I mentioned before that Loopseque is one of my favorits, but after playing with it I can confidently say that Reactable Mobile IS my favorit!
These ‘creative, experimental’ music apps I discussed here, are just a few of many I played with, like Curtis (a granular synthesizer) and Space (waveform-sculpting synthesizer). All based on the same concept: manipulating sounds and creating sequences, created with unconventional visual interfaces. The main reason that most apps lost my interest (after a while) is the ease of use. Most apps are quite tricky to comprehend how to use them … well! And once you have that concept-of-use grasped, the fun ends because there isn’t much more you can do then just play. I mean I would love to create sounds myself or use personal sounds and samples, but when you don’t have that option the fun ends pretty quick.
Something I noticed with several apps was the lack of info on which key I was playing. When playing a normal (piano) keyboard it is obvious which key you play. However, as these apps all have their own visual interfaces and ‘keyboards’, it is hard for the user who isn’t musically trained to know what he or she is doing. It all has to go by ear and that is ok when you are musically trained. But what if you aren’t?

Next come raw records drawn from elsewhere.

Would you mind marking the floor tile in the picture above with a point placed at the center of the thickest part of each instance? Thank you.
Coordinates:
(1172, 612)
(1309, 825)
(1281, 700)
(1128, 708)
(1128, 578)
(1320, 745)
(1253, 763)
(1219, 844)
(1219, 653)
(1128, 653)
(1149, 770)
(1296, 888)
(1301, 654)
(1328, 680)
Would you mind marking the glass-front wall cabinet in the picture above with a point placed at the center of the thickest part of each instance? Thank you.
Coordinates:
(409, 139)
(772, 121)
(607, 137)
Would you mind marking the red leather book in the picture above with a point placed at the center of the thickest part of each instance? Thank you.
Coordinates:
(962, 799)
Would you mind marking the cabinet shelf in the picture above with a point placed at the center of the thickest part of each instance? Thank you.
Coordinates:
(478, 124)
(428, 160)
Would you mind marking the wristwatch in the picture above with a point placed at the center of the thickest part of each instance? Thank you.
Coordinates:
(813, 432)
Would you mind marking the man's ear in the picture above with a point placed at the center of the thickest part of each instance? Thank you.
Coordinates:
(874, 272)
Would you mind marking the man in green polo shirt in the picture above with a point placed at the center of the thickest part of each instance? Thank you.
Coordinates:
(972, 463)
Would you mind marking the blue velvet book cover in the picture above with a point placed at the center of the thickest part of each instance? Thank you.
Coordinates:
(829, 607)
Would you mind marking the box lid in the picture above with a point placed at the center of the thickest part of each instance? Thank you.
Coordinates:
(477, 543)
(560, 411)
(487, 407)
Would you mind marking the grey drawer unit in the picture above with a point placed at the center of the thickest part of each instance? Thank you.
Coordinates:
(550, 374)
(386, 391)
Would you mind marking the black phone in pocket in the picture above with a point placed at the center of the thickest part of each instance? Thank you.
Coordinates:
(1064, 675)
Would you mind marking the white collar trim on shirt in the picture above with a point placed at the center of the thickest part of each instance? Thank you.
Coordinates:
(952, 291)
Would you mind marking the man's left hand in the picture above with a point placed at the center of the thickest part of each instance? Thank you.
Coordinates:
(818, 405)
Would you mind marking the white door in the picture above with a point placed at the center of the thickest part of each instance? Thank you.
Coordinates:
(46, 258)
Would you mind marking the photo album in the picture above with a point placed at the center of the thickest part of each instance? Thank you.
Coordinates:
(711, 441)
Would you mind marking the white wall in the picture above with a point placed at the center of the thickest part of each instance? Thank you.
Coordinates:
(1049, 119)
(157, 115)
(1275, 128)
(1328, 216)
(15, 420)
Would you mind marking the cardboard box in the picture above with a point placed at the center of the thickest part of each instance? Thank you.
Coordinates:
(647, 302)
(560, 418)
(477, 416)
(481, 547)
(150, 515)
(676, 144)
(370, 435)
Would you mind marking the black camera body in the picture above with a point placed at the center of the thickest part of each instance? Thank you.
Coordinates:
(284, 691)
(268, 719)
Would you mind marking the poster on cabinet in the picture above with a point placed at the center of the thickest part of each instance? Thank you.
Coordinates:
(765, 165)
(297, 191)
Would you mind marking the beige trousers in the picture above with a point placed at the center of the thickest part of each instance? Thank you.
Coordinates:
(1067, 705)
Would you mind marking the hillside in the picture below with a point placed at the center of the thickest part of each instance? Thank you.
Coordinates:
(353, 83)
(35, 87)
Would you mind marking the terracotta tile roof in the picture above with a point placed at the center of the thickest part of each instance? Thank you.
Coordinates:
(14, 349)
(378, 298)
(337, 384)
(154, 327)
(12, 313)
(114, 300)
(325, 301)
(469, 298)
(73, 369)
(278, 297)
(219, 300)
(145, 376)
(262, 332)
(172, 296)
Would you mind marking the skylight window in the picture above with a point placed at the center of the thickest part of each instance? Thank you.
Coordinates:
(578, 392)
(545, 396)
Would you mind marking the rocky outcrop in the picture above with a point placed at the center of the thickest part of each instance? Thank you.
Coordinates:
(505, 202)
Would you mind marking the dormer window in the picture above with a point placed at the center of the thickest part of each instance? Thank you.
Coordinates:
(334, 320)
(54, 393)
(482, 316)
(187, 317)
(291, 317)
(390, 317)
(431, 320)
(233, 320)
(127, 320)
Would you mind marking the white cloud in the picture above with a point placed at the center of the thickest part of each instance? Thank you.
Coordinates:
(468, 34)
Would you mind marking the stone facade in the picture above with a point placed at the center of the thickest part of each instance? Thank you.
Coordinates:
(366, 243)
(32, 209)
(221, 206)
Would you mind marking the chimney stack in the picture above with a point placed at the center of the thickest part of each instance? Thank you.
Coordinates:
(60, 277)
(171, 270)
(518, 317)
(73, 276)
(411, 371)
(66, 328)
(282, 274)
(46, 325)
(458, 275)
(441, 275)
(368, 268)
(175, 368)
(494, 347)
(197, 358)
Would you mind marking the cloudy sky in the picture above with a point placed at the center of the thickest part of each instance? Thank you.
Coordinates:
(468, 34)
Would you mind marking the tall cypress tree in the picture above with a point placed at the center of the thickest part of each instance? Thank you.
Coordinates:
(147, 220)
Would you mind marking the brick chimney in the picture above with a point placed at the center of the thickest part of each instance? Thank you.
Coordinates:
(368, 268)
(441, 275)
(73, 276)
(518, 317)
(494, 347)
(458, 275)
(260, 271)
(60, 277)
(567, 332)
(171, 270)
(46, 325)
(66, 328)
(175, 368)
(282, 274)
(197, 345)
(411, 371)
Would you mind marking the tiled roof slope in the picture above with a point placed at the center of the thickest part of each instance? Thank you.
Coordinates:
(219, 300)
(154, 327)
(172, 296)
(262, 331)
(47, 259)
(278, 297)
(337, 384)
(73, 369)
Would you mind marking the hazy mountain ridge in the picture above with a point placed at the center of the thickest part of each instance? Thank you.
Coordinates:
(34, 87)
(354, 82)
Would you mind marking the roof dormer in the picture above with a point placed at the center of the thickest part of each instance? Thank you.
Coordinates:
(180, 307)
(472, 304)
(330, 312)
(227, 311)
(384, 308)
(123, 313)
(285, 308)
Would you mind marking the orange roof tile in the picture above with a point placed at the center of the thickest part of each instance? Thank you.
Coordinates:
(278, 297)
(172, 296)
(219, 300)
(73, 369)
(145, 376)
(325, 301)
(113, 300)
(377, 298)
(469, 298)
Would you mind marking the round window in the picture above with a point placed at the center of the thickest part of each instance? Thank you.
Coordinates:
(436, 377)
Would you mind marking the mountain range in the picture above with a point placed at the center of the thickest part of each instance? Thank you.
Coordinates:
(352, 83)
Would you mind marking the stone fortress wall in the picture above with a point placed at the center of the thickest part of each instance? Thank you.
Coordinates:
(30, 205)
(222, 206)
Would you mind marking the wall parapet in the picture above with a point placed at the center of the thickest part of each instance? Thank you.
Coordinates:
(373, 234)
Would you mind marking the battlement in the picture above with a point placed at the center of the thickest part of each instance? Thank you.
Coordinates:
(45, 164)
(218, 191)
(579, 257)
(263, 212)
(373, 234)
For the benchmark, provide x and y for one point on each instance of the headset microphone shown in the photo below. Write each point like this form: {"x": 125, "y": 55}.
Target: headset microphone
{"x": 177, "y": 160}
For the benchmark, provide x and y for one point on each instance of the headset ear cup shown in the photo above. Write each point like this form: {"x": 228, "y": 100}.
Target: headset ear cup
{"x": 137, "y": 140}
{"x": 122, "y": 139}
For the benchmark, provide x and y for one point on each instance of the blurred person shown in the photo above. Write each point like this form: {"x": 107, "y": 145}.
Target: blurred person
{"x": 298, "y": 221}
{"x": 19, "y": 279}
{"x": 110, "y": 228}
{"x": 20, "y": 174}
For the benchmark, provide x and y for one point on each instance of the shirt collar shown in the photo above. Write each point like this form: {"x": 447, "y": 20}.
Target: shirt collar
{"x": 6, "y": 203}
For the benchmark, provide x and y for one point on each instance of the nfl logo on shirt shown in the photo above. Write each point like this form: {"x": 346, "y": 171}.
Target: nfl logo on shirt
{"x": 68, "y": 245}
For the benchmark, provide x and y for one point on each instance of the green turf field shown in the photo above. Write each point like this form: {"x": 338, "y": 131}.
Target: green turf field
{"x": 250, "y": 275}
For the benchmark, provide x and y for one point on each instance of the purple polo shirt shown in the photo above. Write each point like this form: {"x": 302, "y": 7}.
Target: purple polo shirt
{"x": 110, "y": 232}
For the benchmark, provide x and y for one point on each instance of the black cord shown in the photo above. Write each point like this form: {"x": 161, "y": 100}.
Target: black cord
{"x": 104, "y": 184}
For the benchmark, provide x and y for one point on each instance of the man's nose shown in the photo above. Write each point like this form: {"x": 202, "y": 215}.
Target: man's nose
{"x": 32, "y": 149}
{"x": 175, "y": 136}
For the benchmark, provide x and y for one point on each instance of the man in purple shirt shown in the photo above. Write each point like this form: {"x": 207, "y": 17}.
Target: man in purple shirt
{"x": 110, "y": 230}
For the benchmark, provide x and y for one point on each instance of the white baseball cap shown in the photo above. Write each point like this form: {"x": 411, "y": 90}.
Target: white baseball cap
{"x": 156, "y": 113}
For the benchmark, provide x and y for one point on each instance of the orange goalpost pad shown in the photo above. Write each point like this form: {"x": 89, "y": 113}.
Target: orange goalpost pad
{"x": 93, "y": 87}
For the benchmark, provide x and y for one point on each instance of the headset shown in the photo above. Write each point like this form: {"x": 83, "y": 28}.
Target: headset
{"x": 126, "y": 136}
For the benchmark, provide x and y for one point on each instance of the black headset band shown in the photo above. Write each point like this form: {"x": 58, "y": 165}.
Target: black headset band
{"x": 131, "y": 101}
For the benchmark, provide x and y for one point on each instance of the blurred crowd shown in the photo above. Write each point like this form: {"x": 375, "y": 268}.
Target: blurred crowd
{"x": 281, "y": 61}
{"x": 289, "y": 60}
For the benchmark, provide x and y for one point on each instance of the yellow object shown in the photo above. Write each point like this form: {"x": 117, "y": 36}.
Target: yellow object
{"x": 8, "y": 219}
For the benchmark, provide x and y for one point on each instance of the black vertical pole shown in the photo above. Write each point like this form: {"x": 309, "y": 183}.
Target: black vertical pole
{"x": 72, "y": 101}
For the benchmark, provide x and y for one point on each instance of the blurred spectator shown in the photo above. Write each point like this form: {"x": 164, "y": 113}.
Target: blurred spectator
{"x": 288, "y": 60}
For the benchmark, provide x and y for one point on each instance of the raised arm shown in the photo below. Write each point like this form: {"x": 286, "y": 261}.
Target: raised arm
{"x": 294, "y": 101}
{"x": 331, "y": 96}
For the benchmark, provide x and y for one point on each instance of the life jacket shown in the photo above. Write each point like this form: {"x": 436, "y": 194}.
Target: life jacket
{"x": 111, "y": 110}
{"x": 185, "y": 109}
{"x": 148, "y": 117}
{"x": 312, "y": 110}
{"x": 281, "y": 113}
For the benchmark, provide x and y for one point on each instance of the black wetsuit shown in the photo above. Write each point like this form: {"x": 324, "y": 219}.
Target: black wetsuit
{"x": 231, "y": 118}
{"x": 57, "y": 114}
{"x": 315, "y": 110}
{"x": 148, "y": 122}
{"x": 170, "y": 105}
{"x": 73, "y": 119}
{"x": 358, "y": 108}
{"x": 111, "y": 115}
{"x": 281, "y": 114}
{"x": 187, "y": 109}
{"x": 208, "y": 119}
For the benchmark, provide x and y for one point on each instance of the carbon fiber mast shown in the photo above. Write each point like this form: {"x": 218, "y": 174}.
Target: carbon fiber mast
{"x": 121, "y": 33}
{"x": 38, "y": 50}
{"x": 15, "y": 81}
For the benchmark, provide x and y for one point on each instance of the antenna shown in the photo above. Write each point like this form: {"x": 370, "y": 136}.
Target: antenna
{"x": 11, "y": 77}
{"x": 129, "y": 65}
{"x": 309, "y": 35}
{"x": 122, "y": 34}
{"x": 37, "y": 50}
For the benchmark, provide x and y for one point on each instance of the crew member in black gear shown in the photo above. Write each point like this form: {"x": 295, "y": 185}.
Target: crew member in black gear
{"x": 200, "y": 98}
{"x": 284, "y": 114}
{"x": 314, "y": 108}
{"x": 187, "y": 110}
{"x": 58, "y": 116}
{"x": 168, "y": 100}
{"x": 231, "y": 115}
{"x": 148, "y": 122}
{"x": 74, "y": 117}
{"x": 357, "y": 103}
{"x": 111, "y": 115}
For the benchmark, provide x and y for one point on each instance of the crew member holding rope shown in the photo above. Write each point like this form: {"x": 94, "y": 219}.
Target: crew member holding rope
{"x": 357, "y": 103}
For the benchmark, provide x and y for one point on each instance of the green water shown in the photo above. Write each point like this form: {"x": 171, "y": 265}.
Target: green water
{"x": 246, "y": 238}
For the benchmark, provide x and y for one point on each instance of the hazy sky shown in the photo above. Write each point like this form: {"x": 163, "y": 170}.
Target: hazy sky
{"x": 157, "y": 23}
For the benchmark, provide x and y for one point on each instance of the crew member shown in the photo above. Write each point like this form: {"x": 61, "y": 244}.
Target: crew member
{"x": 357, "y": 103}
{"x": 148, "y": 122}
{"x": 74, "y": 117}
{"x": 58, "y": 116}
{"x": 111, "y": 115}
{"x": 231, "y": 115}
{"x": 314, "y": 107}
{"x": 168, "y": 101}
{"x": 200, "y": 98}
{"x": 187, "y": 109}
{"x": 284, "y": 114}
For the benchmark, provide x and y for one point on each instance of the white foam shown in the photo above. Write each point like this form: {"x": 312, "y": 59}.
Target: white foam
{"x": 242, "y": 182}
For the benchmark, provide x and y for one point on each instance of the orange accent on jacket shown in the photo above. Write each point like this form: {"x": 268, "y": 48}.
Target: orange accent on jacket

Another feature that is missing with almost all apps, not just the experimental ones discussed here in this part two, is the lack of midi support. I missed the interaction with my studio. Without a decent midi support these apps can’t be used with any DAW actually. And we know that it can be done. Just look at the Line6 Midi Mobilizer. Midi sync technology is available! Plus, … with the coming update of iOS in november, midi support will be added. It will be interesting to see if the developers will update their apps and expand usability of the apps in an studio or stage environment.
In part three of our iPad and music app series I will be focusing on music apps with a ‘groove box’ theme.